© 2026 Designpunkt

Math Jams

Designpunkt crew:
Maria Petrova—Direction, Design
Tamara Arkatova—Lettering
Anna Koltsova—Illustration

Identity system, character design, and privacy-safe player identities for a collaborative math platform.

Math Jams is a nonprofit educational initiative designed to make mathematics feel playful, collaborative, and rewarding for elementary school students. The platform hosts team-based math competitions where classrooms solve challenges together, turning problem solving into a shared experience rather than an individual test.

Our task was to create a visual identity system for the platform, including the logo, illustration style, player avatars, and a system of participant identities.

The logo's elephant icon is built from the letters M and J, turning the project's initials into a playful and distinctive character.

Designing for children means designing for privacy

One of the project's most interesting challenges came from child safety and privacy requirements. Students participating in Math Jams cannot create custom usernames or upload personal avatars, as this could inadvertently expose personal information.

Instead of treating this restriction as a limitation, we turned it into a feature.

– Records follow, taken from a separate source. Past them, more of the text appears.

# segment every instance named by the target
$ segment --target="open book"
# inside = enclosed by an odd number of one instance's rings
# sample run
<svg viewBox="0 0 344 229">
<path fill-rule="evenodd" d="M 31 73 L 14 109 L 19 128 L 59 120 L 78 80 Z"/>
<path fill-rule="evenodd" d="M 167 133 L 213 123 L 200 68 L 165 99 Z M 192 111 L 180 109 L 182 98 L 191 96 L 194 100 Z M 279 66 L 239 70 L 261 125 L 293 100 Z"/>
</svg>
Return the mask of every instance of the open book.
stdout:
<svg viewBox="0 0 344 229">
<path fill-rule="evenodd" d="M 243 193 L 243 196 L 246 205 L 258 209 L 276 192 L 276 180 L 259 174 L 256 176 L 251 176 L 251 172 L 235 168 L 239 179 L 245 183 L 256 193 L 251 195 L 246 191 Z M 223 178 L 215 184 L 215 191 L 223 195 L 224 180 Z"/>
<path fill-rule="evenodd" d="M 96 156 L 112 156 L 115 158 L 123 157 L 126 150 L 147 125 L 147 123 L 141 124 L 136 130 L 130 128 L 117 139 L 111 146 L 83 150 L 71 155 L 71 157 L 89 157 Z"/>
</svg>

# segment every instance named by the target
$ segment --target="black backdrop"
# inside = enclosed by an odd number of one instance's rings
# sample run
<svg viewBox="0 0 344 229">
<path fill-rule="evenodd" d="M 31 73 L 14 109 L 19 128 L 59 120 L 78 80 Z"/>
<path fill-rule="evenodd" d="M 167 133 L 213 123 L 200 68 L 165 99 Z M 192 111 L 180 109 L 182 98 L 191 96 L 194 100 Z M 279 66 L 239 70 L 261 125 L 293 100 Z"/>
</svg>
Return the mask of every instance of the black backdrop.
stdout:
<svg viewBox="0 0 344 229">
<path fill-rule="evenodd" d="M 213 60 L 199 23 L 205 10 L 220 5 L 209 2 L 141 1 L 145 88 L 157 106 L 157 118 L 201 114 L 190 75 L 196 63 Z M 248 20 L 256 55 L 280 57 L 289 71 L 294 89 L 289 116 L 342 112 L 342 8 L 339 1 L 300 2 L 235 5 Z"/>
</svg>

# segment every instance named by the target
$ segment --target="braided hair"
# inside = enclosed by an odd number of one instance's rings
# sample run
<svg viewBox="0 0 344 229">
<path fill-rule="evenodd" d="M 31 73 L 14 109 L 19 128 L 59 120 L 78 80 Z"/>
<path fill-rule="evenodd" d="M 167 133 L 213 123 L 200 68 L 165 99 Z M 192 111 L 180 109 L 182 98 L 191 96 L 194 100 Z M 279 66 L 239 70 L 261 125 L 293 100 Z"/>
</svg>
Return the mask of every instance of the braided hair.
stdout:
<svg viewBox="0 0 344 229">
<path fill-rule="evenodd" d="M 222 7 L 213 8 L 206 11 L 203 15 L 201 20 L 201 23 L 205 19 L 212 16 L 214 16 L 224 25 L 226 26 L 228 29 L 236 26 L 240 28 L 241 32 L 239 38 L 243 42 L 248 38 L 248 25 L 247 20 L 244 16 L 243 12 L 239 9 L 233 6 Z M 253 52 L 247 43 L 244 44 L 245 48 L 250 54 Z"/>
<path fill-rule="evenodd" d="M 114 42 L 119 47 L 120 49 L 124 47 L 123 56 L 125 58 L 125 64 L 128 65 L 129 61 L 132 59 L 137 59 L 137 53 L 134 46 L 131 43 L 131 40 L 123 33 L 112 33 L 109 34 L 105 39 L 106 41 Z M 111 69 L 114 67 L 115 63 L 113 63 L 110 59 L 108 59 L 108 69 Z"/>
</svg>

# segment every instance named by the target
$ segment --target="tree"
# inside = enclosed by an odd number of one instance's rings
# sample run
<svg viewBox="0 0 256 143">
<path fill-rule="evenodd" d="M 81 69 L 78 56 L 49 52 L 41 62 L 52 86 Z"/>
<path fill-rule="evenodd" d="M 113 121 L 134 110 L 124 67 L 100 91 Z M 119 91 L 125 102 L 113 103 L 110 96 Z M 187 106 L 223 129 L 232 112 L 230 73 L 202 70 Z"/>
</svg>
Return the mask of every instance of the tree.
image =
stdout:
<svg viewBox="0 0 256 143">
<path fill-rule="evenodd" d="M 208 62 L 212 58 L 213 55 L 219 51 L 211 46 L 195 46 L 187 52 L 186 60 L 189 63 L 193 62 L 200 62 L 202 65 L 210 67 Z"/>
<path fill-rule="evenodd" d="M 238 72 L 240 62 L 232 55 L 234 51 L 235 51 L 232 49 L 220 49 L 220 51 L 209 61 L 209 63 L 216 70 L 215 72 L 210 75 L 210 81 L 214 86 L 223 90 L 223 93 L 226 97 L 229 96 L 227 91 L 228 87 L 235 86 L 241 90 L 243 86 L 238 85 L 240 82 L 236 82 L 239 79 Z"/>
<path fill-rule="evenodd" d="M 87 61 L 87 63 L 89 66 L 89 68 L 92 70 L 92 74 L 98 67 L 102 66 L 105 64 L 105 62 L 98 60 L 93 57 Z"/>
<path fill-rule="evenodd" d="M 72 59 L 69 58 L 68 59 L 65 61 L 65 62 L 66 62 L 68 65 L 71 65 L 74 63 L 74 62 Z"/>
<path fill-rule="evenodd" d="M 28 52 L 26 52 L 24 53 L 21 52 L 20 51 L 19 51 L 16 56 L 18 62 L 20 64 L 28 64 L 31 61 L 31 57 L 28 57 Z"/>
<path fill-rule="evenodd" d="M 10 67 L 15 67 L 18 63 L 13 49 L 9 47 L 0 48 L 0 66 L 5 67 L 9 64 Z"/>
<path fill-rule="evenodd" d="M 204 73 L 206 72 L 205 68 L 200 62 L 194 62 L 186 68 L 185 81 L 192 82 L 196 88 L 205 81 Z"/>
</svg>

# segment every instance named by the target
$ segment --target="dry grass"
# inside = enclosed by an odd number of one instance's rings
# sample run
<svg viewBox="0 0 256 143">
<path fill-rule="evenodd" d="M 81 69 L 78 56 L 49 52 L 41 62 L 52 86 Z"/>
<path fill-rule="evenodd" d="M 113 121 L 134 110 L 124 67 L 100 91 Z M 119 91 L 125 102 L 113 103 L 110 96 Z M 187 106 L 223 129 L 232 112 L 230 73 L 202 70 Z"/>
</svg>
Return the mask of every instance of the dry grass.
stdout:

We developed a modular identity system consisting of two independent components:
— a collection of illustrated character avatars;
— a large library of pre-generated playful usernames.

Students can combine avatars and usernames freely, creating a unique identity for each Math Jam without revealing any personal information. The process of choosing an identity became an additional layer of play and self-expression within the experience.

Character system

We created a diverse cast of colorful characters—strange, funny, confident, awkward, mischievous, and completely unpredictable. The goal was not to design mascots with predefined personalities, but rather to create a visual vocabulary broad enough for every child to find a character that somehow felt "theirs."

The accompanying username system followed the same principle: unexpected combinations, memorable rhythms, and just enough absurdity to encourage experimentation and ownership.

As a result, the identity system became more than a safety mechanism—it became part of the game itself.